Karine achou que estava cega, senão, como poderia ter pensado que aquela mulher era uma flor delicada?

Diante dela estava a imagem exata do caçador que ela mais detestava.

Era tão parecido!

Ela aprendeu rápido demais!

— Você...

— Shh. Vamos.

Quando as duas apareceram, os homens que estavam reunidos olharam em sua direção. Pensando que eram mais duas presas, estavam prestes a atacar quando um deles notou as marcas de caçador: uma no dorso da mão, outra no ombro.

Os homens pareceram desapontados.

As regras proibiam que os caçadores se matassem.

Quebrar as regras resultava em expulsão.

Um deles reconheceu Karine e disse sorrindo:

— Karine, pensei que você não viria este ano.

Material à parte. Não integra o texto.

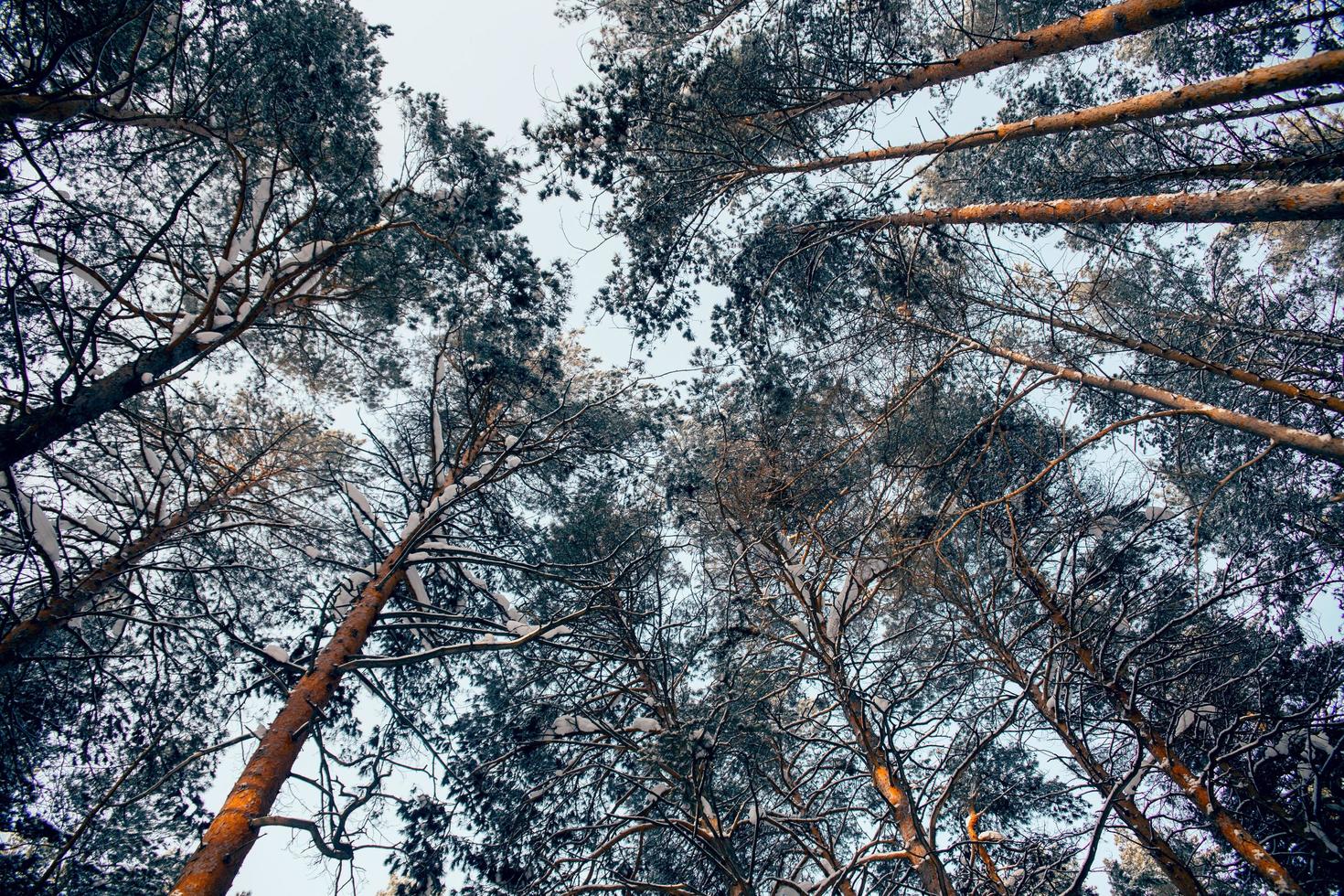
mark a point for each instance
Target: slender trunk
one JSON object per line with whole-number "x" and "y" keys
{"x": 56, "y": 109}
{"x": 89, "y": 586}
{"x": 1324, "y": 68}
{"x": 1254, "y": 112}
{"x": 1303, "y": 202}
{"x": 1269, "y": 384}
{"x": 1148, "y": 837}
{"x": 823, "y": 844}
{"x": 226, "y": 842}
{"x": 1281, "y": 169}
{"x": 886, "y": 781}
{"x": 34, "y": 430}
{"x": 1098, "y": 26}
{"x": 1189, "y": 784}
{"x": 1326, "y": 446}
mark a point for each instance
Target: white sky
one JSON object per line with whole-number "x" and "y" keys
{"x": 495, "y": 63}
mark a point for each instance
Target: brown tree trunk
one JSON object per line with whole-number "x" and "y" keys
{"x": 1148, "y": 837}
{"x": 1286, "y": 169}
{"x": 88, "y": 587}
{"x": 33, "y": 430}
{"x": 1098, "y": 26}
{"x": 62, "y": 108}
{"x": 1304, "y": 202}
{"x": 1326, "y": 446}
{"x": 1189, "y": 784}
{"x": 886, "y": 781}
{"x": 1269, "y": 384}
{"x": 231, "y": 835}
{"x": 1324, "y": 68}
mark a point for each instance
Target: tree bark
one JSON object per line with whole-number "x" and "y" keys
{"x": 1285, "y": 169}
{"x": 33, "y": 430}
{"x": 57, "y": 109}
{"x": 1324, "y": 68}
{"x": 226, "y": 842}
{"x": 891, "y": 789}
{"x": 1304, "y": 202}
{"x": 1326, "y": 446}
{"x": 1267, "y": 383}
{"x": 1098, "y": 26}
{"x": 1148, "y": 837}
{"x": 1189, "y": 784}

— A vida é tão monótona, é preciso encontrar um pouco de diversão.

O homem desviou o olhar para a pessoa ao lado dela.

— Quem é esta? Nunca a vi antes.

— Uma novata, acabou de entrar para o grupo este ano. Ainda está aprendendo, acabou se empolgando um pouco demais e ficou nesse estado.

Eles olharam para a aparência ensanguentada de Adriana Pires e riram, com um ar de veteranos.

— Novatos são assim mesmo, hahahaha.

Olharam novamente para o homem que estavam atacando. Ele já havia sido esfaqueado tantas vezes que parecia uma peneira, deitado no chão, apenas esperando a morte.

Uma presa que não resistia era a mais entediante.

O grupo já havia perdido o interesse e se preparava para encontrar outras presas.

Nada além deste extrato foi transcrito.